Performance Over Time Review

• Metrics Displayed

  • Incoming and Outgoing Traffic in Bits per Second

  • Maximum, Average, and Current Traffic Rates

• Tools Used

  • RRDTool, MRTG, Cacti, Nagios

• Example System

  • MikroTik CCR

Network Traffic Load and Status Visualization

• Traffic Load Representation: Displayed as percentages (e.g., 1-10%, 10-25%).

• Geographical Mapping: Network status overlaid on a map.

• Vendor Tools: Utilized for layout and drawing capabilities.

• Network Weathermap: Uses PHP and data from MRTG.

Monitoring Without SNMP

• Store-n-Forward: Capture on the device itself.

• Port Mirroring: Capture traffic on a mirror port using an extra device.

• Link Snooping/Sniffing: Capture from the cable directly.

• Insertion: Insert a router/LAN-switch and software (L2/L3 visibility).

• Sensors: Insert electrical/optical sensors.

SNMP Deployment Considerations

• SNMP in Wide Area Networks (WANs) is discouraged.

  • Security risks: SNMPv1/v2 agents should not be publicly accessible due to the risk of scanning.

• Administration: Requires asking for favors to other party for device/software installation.

Through the Looking Glass

• Description: Public interface provided by carriers/ISPs for remote access to their routers.

• Functionality: BGP queries, ping, traceroute.

• Examples:

  • Lumen

  • Telstra

Looking Glass Utilities

• Functionality:

  • BGP Route Lookup: View routing table entries for a specified prefix.

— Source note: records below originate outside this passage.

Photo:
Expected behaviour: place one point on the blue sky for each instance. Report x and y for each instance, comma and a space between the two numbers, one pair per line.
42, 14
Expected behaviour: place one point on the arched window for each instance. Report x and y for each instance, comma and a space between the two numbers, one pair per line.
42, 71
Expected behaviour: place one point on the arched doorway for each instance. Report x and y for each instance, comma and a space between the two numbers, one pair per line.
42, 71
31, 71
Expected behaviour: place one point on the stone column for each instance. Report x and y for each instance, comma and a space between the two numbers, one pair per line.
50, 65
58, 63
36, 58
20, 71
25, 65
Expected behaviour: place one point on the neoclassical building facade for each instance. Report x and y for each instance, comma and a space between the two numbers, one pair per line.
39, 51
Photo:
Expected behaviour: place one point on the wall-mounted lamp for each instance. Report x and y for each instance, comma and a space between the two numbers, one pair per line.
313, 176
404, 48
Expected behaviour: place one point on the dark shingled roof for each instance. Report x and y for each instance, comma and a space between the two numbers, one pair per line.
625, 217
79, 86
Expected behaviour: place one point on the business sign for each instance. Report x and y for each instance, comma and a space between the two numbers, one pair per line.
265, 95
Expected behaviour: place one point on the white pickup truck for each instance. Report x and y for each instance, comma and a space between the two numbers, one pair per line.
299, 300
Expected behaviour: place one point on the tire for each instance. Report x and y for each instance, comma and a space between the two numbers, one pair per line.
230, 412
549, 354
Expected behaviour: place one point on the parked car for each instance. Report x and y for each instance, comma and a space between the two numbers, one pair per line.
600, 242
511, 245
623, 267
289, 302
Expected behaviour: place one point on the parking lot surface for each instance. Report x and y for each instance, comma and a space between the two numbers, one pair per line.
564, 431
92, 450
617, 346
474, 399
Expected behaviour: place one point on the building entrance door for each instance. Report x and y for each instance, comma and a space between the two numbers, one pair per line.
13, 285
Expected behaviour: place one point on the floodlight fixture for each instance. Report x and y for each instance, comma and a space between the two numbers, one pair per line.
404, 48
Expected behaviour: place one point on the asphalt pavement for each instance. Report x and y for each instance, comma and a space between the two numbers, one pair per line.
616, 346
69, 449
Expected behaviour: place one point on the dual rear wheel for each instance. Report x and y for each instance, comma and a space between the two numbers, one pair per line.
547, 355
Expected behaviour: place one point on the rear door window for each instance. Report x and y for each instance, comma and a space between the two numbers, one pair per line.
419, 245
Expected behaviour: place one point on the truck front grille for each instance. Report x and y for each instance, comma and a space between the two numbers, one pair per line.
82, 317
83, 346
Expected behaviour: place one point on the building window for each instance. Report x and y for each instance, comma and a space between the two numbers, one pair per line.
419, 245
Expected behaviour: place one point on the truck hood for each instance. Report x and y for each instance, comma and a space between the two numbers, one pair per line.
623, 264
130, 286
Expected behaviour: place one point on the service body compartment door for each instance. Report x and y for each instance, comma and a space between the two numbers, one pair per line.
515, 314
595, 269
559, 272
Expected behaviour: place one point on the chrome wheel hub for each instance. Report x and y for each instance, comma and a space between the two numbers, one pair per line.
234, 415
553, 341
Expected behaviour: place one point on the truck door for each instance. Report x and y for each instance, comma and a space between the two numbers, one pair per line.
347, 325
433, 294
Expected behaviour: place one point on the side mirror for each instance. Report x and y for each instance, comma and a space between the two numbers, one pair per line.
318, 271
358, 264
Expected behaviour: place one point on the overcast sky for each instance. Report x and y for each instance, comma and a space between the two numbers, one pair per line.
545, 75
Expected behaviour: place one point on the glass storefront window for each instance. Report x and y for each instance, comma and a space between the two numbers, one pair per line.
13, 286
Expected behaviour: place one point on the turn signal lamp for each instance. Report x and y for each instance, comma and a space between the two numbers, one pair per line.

  • PING: View round trip time between a selected site and a specified IP address or hostname.

  • TRACEROUTE: View all enabled router hops between a selected site and a specified IP address or hostname.

Probing Beyond Your Network

• Strategy: Use dedicated probe points in peer communities.

• Measurements: Status, performance (bandwidth, latency, jitter), functionality (IPv6, multicast, etc.).

Network Beacons

• Function: Probes create live measurement tables.

• Implementation: Can be software or hardware.

• perfSONAR: An architecture for performance Service-Oriented Network monitoring (https://www.perfsonar.net).

Summary

• SNMP: Powerful for network management but not always available or suitable for WANs.

• Measuring: Essential for understanding link characteristics.

• Monitoring: Tracks performance over time and space.

• Snooping: Captures actual traffic (for legitimate performance analysis purposes only!).